I have a theory. It goes something like this: There is a certain inventory level of games after which point you have diminishing returns. There are only so many games in circulation, desired by a local community. After this point, you begin to see a decline in inventory movement, as the less desirable inventory sells less often, dragging down your average.
Diminishing returns assumes there's a performance baseline, and for the sake of argument, we'll say it's a modest three turns of inventory. My magic number for when you have diminishing returns is about $200,000 of inventory (retail), which should develop about $600,000/year in sales, using those three turns as a guideline. This is the optimal store size, provided you have a large enough community to support it. Any bigger than this and your inventory is under performing. Any lower than this and you have room for expansion.
If you have less than that amount of inventory, and most game stores do (probably less than half that), you can aspire to get more inventory and be comfortable knowing you have a future of strong sales. However, if you buy more than this magical point in space, you're bringing in under-performing inventory, and accepting that you'll have lower turns with a modest increase in sales. This concept is important because it sets an upper limit of efficiency on a game store. I'm not there yet, for sure, but it says that if you want to go beyond that magic number, you will be less efficient.

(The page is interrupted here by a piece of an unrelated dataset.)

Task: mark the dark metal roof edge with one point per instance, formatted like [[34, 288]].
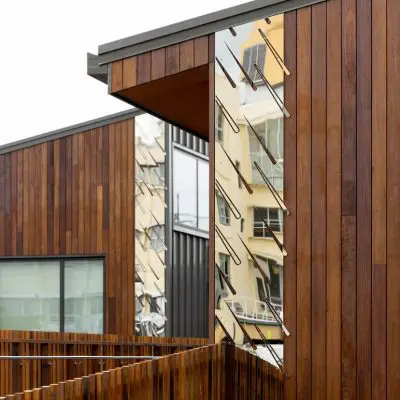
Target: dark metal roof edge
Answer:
[[70, 130], [196, 27]]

The alternative is to buck the trend and turbo charge your turns, but that's another story.
This efficiency formula puts an upper limit on game store performance, which is how one might go about considering a second store, or some other form of expansion. Every retail niche probably has this magical formula, the "good" inventory value based on the accepted average turns. To be fair, most stores don't have the population base to support these level of sales, and my guess is most open a second store because they tap out their population base, rather than their inventory dollars.